Substituting the values in the formula,

= \(\int_{0}^{2\pi }\sqrt{((e^{3\theta })^{2}+(3e^{3\theta })^{2})d\theta }\)

= \(\int_{0}^{2\pi }\sqrt{((e^{3\theta })^{2}+9(e^{3\theta })^{2})d\theta }\)

Taking out common term,

= \(\int_{0}^{2\pi }\sqrt{((e^{3\theta })^{2}(1+9)d\theta }\)

= \(\int_{0}^{2\pi }e^{3\theta }\sqrt{10}\:d\theta\)
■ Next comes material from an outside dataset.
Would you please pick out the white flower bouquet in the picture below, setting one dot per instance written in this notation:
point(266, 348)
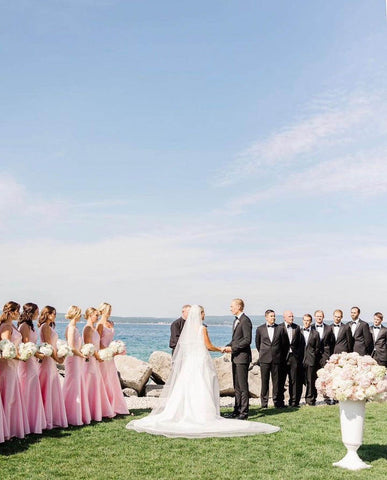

= \(\sqrt{10}\int_{0}^{2\pi }e^{3\theta }\: d\theta\)

\(\\=\sqrt{10}\left [ \frac{e^{3\theta }}{3} \right ]_{0}^{2\pi } \\ \\=\frac{\sqrt{10}}{3}\left [ e^{3\theta } \right ]_{0}^{2\pi } \\ \\=\frac{\sqrt{10}}{3}\left [ e^{3(2\pi ) } -e^{2(0)}\right] \\ \\=\frac{\sqrt{10}}{3}\left [ e^{6\pi } -e^{0}\right]\)

We know, e⁰ = 1

\(=\frac{\sqrt{10}}{3}\left [ e^{6\pi } -1\right]\)

Therefore, the exact length of the polar curve is \(\frac{\sqrt{10}}{3}\left [ e^{6\pi } -1\right]\)